Long story shorter, I finally had a new dic suggest maybe I should wear the monitir again. He suggested they don't care until your burden is 30%+ but I was in bigeminy when he listened, so...hmm.
So I wore the monitor for 48 hours as instructed, did all my normal life things. Got the report back on Tuesday but still haven't heard from the referring doc. It's a 24 page report, wayyy more info than in 2016, and I can even understand a little of it.
Basically, as I suspected, I'm pretty much in bigeminy all my waking hours, and no events of any sort while I sleep. In all, I had almost 56,000 ectopic beats, 17 incidents of ventricular tachycardia (which I JUST started noticing this week, before I got the report!) less than 1% PACs.
You can see on the timeline that they start about an hour before I wake up, just a few, but as soon as I'm on my feet, they're a regular thing, not triggered by coffee or food because I take thyroid and wait an hour. I do have a TINY bit of caffeine because I'm as sludgy as a mud slide in the morning, but after that, nothing. My diet us actually as clean as it's ever been since my osteoporosis diagnosis--whole foods, almost no alcohol, never have smoked, very little sugar.
But despite this, as I get moving, so do the PVCS.
One particularly stressful hour (so now I wonder, was I stressed because of my heart or did stress provoke my heart?) I had 2720 PVCs, 55 per minute. It's actually kind of nice to kniw this, because I was SOooo slow, it was like I cannot make myself move faster (I cut hair at a Great Clips, so speed matters ) Now I know--I probably was not all that well oxygenated. Probably I never am, just it was really bad that hour.
They also ramp up with exercise, where first time around they stopped...at least, if I got my heart rate up high enough. I can't run any more so maybe my brisk walking and light strength training wasn't enough?
That's all I've got (except, as I say, three episodes of tachycardia that I've noticed right after getting in bed.)
Anyone farther along on a similar journey? I know age makes everything worse, but this feels a little excessive. I honestly don't feel THAT bad, but everything is relative...I wasn't dealing with pain in 2016.

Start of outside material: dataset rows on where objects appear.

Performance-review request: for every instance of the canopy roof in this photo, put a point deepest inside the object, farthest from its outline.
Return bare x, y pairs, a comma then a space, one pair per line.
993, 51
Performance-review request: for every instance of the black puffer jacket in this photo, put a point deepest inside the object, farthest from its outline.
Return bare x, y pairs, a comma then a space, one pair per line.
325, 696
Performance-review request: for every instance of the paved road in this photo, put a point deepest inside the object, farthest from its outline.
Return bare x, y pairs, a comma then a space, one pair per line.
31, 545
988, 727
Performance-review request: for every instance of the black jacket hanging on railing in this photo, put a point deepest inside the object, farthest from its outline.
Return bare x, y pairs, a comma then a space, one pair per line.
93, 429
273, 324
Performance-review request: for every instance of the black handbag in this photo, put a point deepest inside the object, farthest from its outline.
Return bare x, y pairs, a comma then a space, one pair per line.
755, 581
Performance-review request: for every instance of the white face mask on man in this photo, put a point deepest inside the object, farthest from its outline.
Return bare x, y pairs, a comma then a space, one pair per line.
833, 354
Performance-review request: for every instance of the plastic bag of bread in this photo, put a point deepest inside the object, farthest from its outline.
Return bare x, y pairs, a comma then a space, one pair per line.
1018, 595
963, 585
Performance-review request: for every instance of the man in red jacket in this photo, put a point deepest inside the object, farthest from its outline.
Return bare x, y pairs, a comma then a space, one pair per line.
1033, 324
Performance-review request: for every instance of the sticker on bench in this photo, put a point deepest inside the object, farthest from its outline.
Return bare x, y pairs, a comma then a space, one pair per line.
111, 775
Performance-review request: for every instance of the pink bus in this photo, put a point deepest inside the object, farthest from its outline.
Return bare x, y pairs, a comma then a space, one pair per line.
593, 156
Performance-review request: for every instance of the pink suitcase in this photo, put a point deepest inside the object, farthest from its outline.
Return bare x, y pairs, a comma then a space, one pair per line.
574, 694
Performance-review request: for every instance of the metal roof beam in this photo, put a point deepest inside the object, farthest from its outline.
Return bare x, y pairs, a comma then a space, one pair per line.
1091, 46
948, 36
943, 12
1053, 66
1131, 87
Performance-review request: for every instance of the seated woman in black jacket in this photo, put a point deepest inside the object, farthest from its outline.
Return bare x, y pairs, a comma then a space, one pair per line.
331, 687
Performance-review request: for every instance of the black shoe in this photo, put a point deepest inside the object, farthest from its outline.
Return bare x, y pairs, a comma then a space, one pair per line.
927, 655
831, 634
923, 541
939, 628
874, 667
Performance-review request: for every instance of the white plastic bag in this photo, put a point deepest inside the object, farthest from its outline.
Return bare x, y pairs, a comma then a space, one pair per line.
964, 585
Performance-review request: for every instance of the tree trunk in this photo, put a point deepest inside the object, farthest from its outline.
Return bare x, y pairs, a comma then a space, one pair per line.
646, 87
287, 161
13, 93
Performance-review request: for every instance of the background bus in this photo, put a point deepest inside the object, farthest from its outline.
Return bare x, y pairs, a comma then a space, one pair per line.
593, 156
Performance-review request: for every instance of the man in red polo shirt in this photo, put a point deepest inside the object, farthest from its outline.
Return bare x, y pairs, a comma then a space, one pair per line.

I did read that severe osteoporosis serns to correlate to/with greater incidence of heart disease (we still don't know why my bones are as bad as they are,) wuth the best guess for why being everybody's favorite: inflammation. But I've been trying to eat an anti-inflammatory diet. That actually might be partly why I don't feel worse? No gluten?
Like I say, no idea what doc will say, but clearly it's not striking him as anything that requires urgent attention.
Thanks for reading and any thoughts/insights. Have a blessed day.